The viewership of Mindhunter, irrespective of its near-cult status on the web, was evidently not enough to inspire its own creators to continue the journey.
One of the most significant things to hit the web last week was the trailer of Mank. Global Film Twitter went into overdrive, and understandably so. Think of the context. This was American director extraordinaire David Fincher’s first movie since Gone Girl (2014), so it was a long-awaited return of sorts. Add this to the fact that Mank is a black-and-white movie about the movies – a biographical drama anchored by screenwriter Herman Mankiewicz’s battles with Orson Welles over screenplay credit for Citizen Kane – and that Fincher’s latest passion project is based on his late father’s screenplay. The hype machine is oiled and ready to fire.
Yet, only a day later, the excitement for Mank was replaced by the grief for Mindhunter. In a fascinating Vulture interview, Fincher, who served as an executive producer, director and de facto showrunner of Mindhunter, confirmed that there is likely to be no third season of the acclaimed true-crime thriller.

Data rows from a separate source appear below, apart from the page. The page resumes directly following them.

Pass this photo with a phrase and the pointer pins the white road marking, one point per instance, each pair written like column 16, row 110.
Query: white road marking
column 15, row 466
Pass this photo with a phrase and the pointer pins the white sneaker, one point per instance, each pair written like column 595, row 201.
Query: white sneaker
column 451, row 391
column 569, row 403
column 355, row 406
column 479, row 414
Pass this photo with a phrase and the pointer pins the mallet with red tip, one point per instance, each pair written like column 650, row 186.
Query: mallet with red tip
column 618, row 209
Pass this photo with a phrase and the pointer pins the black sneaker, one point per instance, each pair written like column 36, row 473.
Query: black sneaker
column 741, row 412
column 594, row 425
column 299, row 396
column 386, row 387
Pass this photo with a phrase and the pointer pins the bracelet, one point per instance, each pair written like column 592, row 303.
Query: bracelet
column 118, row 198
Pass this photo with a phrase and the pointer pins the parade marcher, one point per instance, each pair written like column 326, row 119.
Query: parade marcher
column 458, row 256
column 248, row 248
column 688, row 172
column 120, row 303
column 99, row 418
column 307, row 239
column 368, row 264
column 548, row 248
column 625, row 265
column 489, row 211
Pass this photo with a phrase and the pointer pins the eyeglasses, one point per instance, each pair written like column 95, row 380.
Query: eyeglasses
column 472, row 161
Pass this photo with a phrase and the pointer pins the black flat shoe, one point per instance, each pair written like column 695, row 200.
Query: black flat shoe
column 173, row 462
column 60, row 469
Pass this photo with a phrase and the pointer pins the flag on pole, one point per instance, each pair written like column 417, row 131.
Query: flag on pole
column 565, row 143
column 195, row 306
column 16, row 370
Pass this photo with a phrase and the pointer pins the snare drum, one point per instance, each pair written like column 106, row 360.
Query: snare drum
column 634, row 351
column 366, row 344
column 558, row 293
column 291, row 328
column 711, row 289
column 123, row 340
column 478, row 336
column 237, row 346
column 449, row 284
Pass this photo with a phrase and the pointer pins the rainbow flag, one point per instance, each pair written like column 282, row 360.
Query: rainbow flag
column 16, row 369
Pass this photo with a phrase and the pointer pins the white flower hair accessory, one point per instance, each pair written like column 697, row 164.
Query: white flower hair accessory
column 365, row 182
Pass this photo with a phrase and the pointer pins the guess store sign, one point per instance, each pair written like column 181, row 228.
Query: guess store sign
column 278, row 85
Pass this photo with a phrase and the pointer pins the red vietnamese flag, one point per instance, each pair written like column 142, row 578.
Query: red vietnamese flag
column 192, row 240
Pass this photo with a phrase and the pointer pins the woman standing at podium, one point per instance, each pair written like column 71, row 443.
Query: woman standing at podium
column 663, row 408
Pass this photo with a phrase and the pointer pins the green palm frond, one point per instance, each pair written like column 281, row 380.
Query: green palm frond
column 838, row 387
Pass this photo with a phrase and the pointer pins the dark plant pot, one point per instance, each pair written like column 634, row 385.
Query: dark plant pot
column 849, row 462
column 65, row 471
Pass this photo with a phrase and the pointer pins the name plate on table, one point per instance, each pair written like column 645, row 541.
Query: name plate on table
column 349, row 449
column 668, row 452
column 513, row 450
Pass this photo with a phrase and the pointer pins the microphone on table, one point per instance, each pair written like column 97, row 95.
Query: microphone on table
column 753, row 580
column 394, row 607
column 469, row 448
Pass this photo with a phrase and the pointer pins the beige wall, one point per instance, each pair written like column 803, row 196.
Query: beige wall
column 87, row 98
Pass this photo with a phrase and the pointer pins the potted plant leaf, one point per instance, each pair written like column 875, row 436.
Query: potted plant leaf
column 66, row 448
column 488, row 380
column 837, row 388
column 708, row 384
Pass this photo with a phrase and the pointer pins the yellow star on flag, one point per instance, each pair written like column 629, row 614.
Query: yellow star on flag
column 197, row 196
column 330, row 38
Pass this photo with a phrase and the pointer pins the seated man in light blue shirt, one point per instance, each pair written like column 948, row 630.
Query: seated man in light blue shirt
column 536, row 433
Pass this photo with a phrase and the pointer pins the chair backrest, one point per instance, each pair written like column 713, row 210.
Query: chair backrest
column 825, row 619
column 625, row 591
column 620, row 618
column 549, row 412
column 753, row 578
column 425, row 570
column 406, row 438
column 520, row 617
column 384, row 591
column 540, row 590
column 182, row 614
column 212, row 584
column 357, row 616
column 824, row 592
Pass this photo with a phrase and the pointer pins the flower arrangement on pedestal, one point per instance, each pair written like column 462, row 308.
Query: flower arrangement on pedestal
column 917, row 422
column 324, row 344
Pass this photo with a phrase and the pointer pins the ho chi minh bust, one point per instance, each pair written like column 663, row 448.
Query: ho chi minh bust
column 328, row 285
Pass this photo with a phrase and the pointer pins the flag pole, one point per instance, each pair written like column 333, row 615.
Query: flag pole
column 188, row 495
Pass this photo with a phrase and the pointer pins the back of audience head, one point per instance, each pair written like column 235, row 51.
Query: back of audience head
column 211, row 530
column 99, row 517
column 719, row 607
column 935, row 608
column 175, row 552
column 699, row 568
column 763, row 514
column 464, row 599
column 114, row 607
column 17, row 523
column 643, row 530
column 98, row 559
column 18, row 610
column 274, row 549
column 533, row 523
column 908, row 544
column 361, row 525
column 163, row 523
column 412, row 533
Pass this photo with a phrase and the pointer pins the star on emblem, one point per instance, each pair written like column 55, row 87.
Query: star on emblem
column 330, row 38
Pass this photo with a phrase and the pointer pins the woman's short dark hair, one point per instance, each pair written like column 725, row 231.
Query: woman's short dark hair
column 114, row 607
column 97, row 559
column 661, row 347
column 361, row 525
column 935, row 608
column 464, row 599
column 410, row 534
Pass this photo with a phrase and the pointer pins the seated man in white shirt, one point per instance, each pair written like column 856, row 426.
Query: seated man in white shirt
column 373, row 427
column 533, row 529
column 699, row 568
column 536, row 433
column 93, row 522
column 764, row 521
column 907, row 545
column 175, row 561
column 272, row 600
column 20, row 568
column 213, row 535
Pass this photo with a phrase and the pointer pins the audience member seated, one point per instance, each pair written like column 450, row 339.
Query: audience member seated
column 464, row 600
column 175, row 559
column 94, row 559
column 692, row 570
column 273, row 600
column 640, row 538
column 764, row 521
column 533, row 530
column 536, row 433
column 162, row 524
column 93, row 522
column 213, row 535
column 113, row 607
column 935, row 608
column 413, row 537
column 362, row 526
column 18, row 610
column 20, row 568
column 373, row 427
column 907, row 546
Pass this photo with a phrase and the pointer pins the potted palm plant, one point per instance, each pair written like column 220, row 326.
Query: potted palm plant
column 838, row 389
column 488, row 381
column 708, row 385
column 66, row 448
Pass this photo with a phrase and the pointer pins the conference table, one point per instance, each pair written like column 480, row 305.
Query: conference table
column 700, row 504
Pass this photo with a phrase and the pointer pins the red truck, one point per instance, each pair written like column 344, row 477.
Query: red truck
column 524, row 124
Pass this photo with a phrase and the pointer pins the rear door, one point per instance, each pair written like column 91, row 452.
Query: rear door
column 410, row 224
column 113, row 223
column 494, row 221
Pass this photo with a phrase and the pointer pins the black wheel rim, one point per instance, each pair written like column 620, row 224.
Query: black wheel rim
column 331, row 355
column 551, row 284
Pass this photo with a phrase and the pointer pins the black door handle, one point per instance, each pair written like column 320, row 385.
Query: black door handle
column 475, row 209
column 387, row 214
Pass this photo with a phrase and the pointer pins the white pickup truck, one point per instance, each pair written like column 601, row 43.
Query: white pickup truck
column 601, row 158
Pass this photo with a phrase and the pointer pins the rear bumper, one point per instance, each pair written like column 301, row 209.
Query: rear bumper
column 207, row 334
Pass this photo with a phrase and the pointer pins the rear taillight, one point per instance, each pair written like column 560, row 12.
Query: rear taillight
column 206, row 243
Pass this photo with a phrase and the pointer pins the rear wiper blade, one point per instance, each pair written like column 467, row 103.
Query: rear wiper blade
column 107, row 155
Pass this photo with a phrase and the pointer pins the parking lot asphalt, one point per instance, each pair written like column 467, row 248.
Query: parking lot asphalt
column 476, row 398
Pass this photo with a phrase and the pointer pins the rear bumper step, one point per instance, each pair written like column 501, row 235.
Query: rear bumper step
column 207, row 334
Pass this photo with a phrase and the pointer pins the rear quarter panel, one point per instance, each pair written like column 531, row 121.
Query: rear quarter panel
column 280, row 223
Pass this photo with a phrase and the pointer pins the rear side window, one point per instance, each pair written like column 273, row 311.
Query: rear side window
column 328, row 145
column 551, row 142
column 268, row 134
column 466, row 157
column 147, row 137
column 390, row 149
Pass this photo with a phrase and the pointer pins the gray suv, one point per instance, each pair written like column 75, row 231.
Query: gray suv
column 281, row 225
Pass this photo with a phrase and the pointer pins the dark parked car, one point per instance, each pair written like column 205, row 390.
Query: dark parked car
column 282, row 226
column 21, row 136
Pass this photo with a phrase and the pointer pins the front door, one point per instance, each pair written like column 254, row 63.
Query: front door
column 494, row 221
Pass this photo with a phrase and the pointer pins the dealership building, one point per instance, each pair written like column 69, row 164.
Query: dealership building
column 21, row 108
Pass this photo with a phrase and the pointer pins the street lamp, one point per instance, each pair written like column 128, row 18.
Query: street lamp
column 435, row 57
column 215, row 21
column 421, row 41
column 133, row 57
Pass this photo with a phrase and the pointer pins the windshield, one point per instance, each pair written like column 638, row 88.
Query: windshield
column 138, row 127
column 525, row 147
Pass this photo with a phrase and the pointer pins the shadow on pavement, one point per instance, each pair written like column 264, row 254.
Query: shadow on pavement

The second season dropped on Netflix last September, two years after the first. Most Mindhunter fans had suspected the worst ever since the contracts of the cast weren’t renewed earlier this year. With Fincher looking to concentrate on Mank, the series was indefinitely put on hold. The global pandemic, of course, added to the uncertainty. Which is to say that the signs were there. So the show’s demise was no blinding bolt from the blue. But the real reasons are unsettling.